My dad is one of the most important people in my life. From him I get my height, my stubbornness, and my sweet tooth. He taught me how to ride a bike, cook creme brulee, and use a chainsaw by the time I was 9 years old. He has always given me rides home no matter how late. When I was young, he would play fairy tea party with me, braid my hair, pack my lunches, and he walked me home from school every day. Upon deciding to move to Ecuador and live with a host family, I knew that my host father would have big shoes to fill (size 13, in fact), and I was nervous that my standards would be too high. The idea of calling anyone else “papa” made me cringe, and I figured that an assigned father would pale in comparison to my real one.

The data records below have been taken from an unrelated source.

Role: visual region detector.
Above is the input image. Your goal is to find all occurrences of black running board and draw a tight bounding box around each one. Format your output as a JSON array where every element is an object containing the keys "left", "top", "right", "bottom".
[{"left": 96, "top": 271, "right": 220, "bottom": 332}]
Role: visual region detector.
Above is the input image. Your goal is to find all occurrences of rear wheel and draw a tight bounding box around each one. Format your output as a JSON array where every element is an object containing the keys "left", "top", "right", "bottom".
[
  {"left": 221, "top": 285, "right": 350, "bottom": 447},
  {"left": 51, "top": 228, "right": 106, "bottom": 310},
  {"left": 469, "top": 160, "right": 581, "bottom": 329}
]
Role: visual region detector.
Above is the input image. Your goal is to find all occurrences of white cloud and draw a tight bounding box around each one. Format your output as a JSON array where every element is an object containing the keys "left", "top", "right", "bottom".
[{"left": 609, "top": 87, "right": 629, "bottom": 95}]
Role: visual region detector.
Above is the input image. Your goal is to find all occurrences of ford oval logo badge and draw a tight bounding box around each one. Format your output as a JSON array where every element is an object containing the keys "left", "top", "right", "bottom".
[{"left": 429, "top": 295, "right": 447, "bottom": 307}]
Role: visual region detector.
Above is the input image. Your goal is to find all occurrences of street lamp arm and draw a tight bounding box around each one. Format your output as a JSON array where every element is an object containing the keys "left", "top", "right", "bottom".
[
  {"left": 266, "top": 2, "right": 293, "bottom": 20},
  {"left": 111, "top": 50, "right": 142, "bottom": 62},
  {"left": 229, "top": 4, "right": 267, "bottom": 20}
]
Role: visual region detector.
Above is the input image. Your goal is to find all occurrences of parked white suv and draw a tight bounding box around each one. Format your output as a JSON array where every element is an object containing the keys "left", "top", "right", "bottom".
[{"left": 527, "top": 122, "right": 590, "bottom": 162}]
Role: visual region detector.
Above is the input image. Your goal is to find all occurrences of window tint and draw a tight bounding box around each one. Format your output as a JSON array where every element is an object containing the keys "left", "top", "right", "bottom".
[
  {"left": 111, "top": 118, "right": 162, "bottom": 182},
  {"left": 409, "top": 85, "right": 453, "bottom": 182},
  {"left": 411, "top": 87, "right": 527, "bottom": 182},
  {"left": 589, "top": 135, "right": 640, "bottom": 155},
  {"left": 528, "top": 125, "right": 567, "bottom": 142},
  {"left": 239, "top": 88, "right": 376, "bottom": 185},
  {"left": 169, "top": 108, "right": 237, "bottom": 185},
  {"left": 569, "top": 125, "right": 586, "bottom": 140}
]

However on the first day I was pleasantly surprised to find that, in room full of host mothers, Milton Serrano had come to pick me up. Standing just below my collarbone at 5’5, he insisted on riding the bus with me every day to school so that I would not get lost, and riding the bus to accompany me back. He explained to me, slowly and with the aid of a battered English dictionary, not to go home with strangers and not to cross the street when there is traffic. I later found out that he (a carpenter by trade) had hand-built my bed specifically to be long enough for me, something that my father (also a carpenter) had done for me at home. And when I stayed late at a concert, he was there to pick me up on the curb, my real father’s voice echoing “always call for a ride” in my head.

Nobody could ever replace my dad, but I am realizing that nobody has to. The families that I find in my life can have more than 4 people, all playing different roles. With the odd, adorable bonding of Milton Serrano, I am learning that nobody needs to “replace” anybody, that I only need to make room in my heart for more families. My host dad rushed to help me on my first day of work, wanting to solve my problems just as my real dad would. As their similarities pile up, I am accepting a new family, and all because of a short Ecuadorian man in a blue fleece onesie.